Regarding marked angles on the Lansky in particular, they are only accurate as measured to the very front edge of the clamp itself. In other words, it's only accurate to those markings if the blade's edge is flush to the front of the clamp (which makes actually sharpening the blade impossible, in that position). I've used a Lansky for a long time without really being too concerned about the angle numbers. But, I finally became curious enough to take some measurements of the three sides of the 'right triangle' formed by the clamp/hone/rod/blade, then used a trig calculator to figure the actual angle. Any blade's edge which extends further out from the front edge of the clamp, will reduce the actual angle to something less than what's marked on the clamp.

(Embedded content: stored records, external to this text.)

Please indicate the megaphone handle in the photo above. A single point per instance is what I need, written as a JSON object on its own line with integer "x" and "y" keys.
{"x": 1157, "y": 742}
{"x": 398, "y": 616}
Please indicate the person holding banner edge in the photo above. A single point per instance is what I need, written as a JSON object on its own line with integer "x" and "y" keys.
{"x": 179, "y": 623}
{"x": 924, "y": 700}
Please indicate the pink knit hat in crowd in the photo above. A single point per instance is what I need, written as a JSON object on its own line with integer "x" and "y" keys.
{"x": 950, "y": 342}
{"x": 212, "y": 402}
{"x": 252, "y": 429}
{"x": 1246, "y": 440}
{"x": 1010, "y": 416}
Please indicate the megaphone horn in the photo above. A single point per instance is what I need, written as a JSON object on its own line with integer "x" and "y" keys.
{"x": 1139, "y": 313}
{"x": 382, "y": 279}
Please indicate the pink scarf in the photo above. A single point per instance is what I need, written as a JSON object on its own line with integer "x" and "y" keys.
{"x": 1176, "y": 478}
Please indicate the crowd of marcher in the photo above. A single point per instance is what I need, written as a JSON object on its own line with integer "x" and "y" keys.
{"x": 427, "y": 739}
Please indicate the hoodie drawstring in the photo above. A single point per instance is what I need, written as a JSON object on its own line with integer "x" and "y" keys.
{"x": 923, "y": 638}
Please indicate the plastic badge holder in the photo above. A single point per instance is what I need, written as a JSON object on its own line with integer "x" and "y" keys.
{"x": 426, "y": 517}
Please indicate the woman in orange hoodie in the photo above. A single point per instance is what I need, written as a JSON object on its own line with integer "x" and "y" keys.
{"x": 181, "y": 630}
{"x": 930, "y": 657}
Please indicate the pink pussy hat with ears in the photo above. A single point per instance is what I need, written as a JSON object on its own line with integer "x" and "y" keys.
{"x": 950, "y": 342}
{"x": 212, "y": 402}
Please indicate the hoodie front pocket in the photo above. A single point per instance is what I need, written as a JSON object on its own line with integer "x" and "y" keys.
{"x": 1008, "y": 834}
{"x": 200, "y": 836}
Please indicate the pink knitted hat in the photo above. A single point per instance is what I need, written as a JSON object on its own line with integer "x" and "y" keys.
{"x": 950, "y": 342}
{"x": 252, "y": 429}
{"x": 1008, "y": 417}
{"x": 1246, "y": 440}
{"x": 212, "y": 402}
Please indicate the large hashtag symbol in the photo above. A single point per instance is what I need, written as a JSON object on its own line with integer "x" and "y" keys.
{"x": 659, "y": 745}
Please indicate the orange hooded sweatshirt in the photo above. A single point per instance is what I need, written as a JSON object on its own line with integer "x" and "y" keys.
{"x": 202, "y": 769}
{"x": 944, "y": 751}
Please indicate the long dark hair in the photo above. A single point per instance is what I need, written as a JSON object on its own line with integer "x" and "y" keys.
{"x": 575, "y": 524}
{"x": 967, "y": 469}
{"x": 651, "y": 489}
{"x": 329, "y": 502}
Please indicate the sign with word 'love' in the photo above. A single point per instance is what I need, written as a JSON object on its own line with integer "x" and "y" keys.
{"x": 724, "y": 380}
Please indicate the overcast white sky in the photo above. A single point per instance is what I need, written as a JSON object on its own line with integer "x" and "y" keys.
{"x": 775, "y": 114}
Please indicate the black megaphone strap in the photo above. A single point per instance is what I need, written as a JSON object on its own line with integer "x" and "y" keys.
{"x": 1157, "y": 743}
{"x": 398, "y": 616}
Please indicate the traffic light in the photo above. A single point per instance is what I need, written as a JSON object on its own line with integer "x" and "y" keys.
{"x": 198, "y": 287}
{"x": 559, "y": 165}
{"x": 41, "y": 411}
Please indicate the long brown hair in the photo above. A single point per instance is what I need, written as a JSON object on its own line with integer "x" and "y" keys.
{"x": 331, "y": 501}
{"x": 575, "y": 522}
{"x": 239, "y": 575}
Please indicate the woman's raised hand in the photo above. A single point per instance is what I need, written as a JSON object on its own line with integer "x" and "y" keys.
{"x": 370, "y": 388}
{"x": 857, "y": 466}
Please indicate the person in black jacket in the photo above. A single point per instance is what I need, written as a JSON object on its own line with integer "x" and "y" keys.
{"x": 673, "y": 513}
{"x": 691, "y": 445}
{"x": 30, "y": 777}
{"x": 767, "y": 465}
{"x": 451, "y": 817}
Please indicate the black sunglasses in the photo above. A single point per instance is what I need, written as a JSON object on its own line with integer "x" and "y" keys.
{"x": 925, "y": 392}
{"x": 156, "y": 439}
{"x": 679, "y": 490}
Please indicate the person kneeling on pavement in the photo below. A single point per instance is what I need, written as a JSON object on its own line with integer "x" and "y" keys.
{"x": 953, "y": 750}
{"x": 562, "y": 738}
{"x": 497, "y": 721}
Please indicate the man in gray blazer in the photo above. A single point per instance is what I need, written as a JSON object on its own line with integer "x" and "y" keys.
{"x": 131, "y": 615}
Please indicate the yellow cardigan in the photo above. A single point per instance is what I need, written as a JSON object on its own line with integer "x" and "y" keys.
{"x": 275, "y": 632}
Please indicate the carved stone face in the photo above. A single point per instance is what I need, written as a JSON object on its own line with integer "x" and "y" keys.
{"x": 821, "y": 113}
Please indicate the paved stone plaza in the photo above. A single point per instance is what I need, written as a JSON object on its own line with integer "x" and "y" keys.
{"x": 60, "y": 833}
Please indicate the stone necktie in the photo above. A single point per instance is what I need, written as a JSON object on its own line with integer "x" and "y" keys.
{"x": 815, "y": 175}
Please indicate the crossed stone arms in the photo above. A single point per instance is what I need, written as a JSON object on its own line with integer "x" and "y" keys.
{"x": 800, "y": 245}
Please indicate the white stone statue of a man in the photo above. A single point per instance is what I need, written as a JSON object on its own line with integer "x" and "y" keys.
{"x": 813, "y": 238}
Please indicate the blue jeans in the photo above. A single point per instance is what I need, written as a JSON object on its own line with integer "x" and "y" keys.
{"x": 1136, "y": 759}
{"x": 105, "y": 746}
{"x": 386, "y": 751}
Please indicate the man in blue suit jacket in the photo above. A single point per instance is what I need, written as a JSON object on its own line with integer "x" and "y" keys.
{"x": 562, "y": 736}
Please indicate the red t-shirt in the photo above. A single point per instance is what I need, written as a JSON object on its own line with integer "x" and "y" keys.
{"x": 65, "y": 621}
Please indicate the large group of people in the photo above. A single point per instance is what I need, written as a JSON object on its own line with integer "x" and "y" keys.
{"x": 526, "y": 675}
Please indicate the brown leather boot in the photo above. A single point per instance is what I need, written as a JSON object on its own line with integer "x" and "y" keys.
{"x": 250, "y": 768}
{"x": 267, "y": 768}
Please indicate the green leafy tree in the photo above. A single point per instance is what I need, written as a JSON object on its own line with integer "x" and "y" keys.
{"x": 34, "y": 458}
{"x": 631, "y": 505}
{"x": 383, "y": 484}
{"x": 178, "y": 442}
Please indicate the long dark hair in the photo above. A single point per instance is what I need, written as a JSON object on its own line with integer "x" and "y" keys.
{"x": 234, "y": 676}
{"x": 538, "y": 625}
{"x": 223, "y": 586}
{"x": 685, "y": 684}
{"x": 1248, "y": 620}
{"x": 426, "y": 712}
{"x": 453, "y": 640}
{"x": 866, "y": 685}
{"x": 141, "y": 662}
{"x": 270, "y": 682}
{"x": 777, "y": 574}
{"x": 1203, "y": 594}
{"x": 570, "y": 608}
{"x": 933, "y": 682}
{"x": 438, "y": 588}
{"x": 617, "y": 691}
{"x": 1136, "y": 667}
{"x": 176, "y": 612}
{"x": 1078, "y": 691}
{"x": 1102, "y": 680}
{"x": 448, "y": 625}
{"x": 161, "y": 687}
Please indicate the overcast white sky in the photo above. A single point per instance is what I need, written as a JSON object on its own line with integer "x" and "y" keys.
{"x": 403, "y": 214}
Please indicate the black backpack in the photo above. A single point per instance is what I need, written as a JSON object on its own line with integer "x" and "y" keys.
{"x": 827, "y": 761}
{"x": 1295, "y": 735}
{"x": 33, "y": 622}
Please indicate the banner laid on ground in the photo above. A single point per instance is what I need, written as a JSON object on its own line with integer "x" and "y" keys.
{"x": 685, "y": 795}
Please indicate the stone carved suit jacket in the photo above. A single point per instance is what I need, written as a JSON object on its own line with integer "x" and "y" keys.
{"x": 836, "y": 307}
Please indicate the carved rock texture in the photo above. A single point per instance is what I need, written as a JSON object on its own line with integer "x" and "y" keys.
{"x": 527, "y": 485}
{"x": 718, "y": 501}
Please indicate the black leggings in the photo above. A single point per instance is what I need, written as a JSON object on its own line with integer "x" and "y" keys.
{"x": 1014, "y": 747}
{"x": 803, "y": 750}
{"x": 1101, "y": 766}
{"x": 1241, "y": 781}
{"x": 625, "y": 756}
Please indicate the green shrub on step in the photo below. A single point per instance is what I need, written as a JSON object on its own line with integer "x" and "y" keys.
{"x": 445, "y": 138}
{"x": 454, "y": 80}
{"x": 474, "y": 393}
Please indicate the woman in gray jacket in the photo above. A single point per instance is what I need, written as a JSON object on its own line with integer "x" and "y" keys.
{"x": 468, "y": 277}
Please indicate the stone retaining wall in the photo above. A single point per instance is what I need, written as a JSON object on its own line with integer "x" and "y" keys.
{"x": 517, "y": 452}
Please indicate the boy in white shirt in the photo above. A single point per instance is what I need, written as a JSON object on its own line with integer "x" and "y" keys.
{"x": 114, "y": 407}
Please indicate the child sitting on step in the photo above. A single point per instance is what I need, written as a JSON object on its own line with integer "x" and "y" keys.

An example, I use my Lansky to re-bevel a lot of traditional pocketknives, most of which have blades that are ~ 5/8" wide or narrower. I use the notch at the front edge of the clamp to hold these blades, so there's usually ~ 3/8" - 1/2" of blade extending beyond the clamp's front edge. Taking that measurement into account for the 'base' of the right triangle, the actual angle usually works out to ~ 14-15 degrees per side, when using the '17' marked setting. Wider blades will obviously reduce that angle measurement even more. The same discrepancies exist at the other marked settings (20/25/30) as well.
So, in a nutshell, any blade which is positioned in the Lansky clamp to allow the hones to actually contact the edge, will always result in an actual angle that's less than the marked setting would imply. For very wide blades, such as kitchen/chef's knives, the angle will be much, much more acute than the marked indicator, perhaps by ~ 4-5 degrees or more per side.
For small blades, such as found on pocketknives and most typical folders, the variation in angle along the edge's length isn't going to be significant enough to notice anyway. That 'arc' which the hone works in, won't make enough difference in the distance between the back of the clamp and the edge, to make a noticeable difference. With somewhat larger blades (> 4"), you might begin to notice some widening of the bevels, the further the clamp is from the ends of the blade. Even then, it doesn't mean the edge can't or won't be wicked sharp when you're done (assuming you've properly done your part). This is why I've never been too concerned about the actual angle measurement. It's basically a moot point for 99.99% of anything we will ever use our knives for. Sharpen the edge, use it, then go a 'little higher' in angle if the edge isn't durable enough for you. Or a little lower, if it doesn't slice quite finely enough for your tastes. Otherwise, it's all good.